Potential of Acacia Extract as a Collagen Crosslinker and Stabilizer of the Resin-dentin Interface.

The aim of this study was to investigate whether different concentrations of acacia extract could improve the biological stability of dentin collagen. Slice (n=3) and beam (n=5) samples of dentin obtained from human third molars were demineralized and treated with the following solutions: G1 (control)-deionized water; G2- 1% acacia extract; G3-2% acacia extract; and G4-3% acacia extract. The dentin slices were analyzed by Fourier transform infrared (FTIR) spectrophotometry to observe their interactions with collagen. The beams were submitted to digestion with type I bacterial collagenase solution, and the percentage of weight was calculated to evaluate the resistance to enzymatic biodegradation. The Adper Scotchbond Multipurpose adhesive system was applied on the flat dentin surfaces according to the manufacturer's recommendations (G1). In groups G2, G3 and G4, acacia extract at concentrations of 1%, 2%, and 3%, respectively, were applied after acid etching. A resin composite block was built on the adhesive, and the teeth were cut to obtain beams (n=7 teeth; ~12 beams per tooth) with cross-sectional areas of approximately 0.8 mm2. Half of the specimens were submitted to the microtensile bond strength (muTBS) test in a universal testing machine at a crosshead speed of 0.5 mm/min, and the other half were submitted to the muTBS test after six months of storage in distilled water. FTIR analysis showed the interactions of the three concentrations of acacia extract with collagen.
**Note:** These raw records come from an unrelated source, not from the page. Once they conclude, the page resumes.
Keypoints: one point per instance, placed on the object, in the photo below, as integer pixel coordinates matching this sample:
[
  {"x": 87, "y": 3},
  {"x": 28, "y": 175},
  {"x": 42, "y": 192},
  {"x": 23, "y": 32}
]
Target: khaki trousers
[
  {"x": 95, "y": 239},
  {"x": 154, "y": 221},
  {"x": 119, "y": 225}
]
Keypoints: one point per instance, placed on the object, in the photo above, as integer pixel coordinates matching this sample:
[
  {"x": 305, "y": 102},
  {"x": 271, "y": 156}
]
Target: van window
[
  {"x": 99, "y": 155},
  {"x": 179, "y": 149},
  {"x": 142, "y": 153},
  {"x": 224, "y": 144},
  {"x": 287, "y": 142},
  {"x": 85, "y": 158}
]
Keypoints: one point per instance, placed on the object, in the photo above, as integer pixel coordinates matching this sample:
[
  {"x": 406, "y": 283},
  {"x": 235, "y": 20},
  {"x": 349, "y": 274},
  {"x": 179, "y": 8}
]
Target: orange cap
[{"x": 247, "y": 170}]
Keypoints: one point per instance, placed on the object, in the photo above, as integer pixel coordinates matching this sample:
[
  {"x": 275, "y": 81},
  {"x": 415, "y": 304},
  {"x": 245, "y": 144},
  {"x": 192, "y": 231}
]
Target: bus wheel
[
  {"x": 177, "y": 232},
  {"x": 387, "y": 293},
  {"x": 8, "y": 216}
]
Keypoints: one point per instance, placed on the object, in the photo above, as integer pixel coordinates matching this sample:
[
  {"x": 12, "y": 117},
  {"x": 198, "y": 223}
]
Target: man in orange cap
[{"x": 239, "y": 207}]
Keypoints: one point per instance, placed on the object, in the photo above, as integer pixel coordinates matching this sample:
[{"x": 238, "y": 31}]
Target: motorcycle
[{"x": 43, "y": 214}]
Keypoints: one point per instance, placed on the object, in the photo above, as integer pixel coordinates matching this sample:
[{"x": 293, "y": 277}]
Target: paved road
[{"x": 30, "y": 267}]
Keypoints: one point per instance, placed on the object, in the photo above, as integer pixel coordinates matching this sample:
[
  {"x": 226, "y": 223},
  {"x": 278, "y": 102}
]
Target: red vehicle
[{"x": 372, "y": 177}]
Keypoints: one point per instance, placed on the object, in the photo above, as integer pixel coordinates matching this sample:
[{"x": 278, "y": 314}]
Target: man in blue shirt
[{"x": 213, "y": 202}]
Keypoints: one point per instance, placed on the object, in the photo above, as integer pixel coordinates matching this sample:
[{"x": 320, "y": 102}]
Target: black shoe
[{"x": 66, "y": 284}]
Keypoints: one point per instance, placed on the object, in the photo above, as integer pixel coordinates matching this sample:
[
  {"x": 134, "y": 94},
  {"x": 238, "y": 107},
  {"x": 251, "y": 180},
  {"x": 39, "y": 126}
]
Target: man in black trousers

According to ANOVA and Tukey tests, G1 had the highest biodegradation rate (100%), which was significantly higher than the rates of G2 (24%), G3 (23%) and G4 (17%) (p<0.05). According to twoway ANOVA and Tukey tests, only G1 showed a significant decrease in muTBS after six months of storage (p<0.05). It was concluded that 1%, 2%, and 3% acacia extract all interacted with human dentin collagen, reduced collagen biodegradation and favored the stabilization of the bonding interface at the six-month evaluation.